Hérédité d’Ari Aster : l’horreur de la filiation

Pour un premier film, Ari Aster donne un grand coup de pied dans la fourmilière du cinéma horrifique. Hérédité s’inscrit dans cette nouvelle mouvance du cinéma de peur qui terrasse le spectateur autant par son ambiance anxiogène, aride et malaisante que par ses soubresauts d’épouvante épidermiques.

Durant ce film, qui dure plus de 2h, Ari Aster tisse sa toile pour défricher l’enclos familial dont les frontières deviennent de plus en plus perméables, et qui sont dessinées autour des traits d’une mise en scène magnifiquement orchestrée et autour d’un rythme funambule. Dès le départ, dès le premier plan, le cinéaste condense son antre et ses personnages, déploie leurs limites et leurs marginalités à travers les maquettes et les répliques miniatures créées et fabriquées par la mère de famille, afin de montrer que tout ce petit monde bourgeois n’est en fait que des poupées impuissantes face à ce qui va leur arriver, voire même qu’un amas de marionnettes assujetti à une force qui les dépasse tous. Le film vient tout juste de commencer, et les personnages sont déjà piégés dans un enfer dysfonctionnel incontrôlable.

Alors que la grand-mère vient de passer l’arme à gauche, un certain nombre d’événements plus ou moins paranormaux vont venir chahuter chacun des membres de cette famille jusqu’au drame se déroulant à mi-parcours du film, particulièrement stridant, percutant et inattendu, et qui va exacerber les colères et les névroses de tous les protagonistes. Excepté durant le climax final, qui s’avère être d’une force assez spectaculaire dans sa manière d’appréhender l’horreur et les codes graphiques du genre, Hérédité se superpose comme étant un dessin sans fin d’une sensation de cauchemar éveillé et chétif, et voit sa violence s’exprimer par le prisme de dialogues ciselés, voire même de monologues incendiaires putréfiés, mais aussi et surtout par cette réalisation, qui se mue en exercice de style formaliste assez époustouflant.
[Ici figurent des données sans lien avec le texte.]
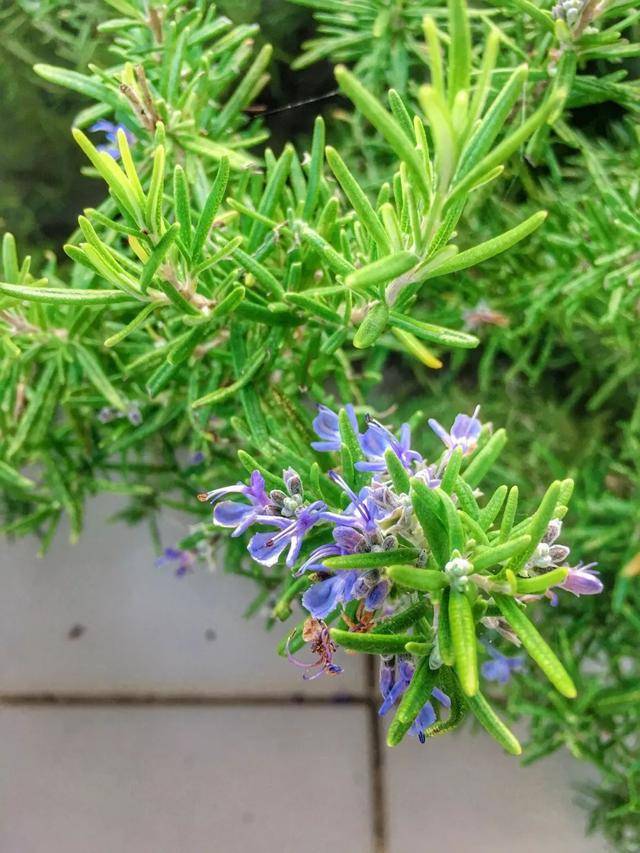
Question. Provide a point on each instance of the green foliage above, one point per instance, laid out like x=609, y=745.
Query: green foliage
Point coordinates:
x=475, y=217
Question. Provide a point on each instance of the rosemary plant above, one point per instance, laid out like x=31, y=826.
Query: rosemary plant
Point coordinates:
x=217, y=290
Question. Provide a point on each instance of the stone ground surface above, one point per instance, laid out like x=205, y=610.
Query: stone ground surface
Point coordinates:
x=139, y=714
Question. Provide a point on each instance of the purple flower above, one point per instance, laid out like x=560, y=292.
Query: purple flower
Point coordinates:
x=266, y=548
x=110, y=131
x=184, y=559
x=500, y=667
x=582, y=580
x=464, y=433
x=378, y=439
x=238, y=515
x=327, y=426
x=323, y=597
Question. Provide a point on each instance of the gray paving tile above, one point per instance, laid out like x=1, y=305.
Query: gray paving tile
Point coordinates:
x=462, y=793
x=99, y=616
x=127, y=780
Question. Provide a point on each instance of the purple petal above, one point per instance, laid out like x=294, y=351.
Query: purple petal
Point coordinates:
x=323, y=597
x=266, y=548
x=231, y=513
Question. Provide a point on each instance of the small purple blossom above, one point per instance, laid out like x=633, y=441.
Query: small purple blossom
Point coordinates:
x=464, y=433
x=378, y=439
x=239, y=516
x=327, y=427
x=184, y=560
x=110, y=130
x=582, y=580
x=266, y=548
x=500, y=667
x=323, y=597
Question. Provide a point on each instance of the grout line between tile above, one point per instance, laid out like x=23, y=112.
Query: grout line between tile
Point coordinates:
x=376, y=762
x=131, y=699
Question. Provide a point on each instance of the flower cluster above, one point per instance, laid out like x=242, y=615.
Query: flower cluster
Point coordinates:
x=394, y=543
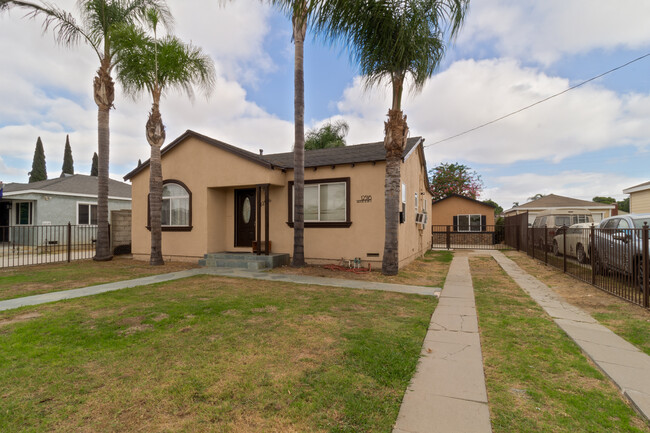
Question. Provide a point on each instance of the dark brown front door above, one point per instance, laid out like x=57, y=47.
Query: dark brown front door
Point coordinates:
x=244, y=217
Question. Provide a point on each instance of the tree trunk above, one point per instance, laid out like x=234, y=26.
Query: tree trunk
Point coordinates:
x=299, y=31
x=156, y=137
x=396, y=131
x=104, y=93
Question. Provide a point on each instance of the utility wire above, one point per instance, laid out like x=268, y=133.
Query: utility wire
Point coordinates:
x=538, y=102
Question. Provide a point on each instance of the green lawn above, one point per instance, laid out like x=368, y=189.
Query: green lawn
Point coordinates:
x=537, y=378
x=36, y=279
x=211, y=354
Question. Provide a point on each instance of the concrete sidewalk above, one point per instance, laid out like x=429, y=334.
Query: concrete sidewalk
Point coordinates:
x=447, y=393
x=11, y=304
x=626, y=366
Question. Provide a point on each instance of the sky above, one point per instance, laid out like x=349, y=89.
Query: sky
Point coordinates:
x=591, y=141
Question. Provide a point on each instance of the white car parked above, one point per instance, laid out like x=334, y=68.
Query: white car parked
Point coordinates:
x=577, y=242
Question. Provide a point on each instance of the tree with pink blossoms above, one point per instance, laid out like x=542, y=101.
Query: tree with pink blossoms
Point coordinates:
x=447, y=179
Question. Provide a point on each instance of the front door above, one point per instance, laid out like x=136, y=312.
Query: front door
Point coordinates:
x=244, y=217
x=5, y=212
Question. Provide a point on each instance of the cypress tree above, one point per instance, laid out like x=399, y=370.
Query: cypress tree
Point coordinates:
x=68, y=162
x=39, y=172
x=93, y=168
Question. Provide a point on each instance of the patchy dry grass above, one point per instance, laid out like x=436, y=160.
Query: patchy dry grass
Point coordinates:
x=429, y=270
x=628, y=320
x=33, y=280
x=211, y=354
x=537, y=378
De prime abord, on pourrait facilement penser qu’Hérédité suit les traces d’innombrables films qui ont décrit la maison comme une source d’horreur, comme lieu commun de l’infection de la déshumanisation, espace clos flippant, tout en plongeant plus profondément dans les angoisses personnelles : cependant, le film d’Ari Aster est bien plus que cela.

Loin des franchises telles que The Conjuring ou Ouija, Hérédité est un film de genre, qui se rapproche plus d’un drame psychologique à la Roman Polanski que du film d’horreur frontal, se servant plus du malaise que de la peur primitive : le film s’accapare la culpabilité de chacun, la haine de soi et l’amour mortifère des membres de la famille pour accentuer la promiscuité du drame humain avec l’enjeu horrifique et esthétique. Il y a quelque chose de rafraîchissant dans la manière magistrale dont Aster examine la nature insidieuse de l’inertie familiale tout en jouant sur la très réelle peur de ce que nous héritons de nos parents et ce que nous transmettons de générations en générations.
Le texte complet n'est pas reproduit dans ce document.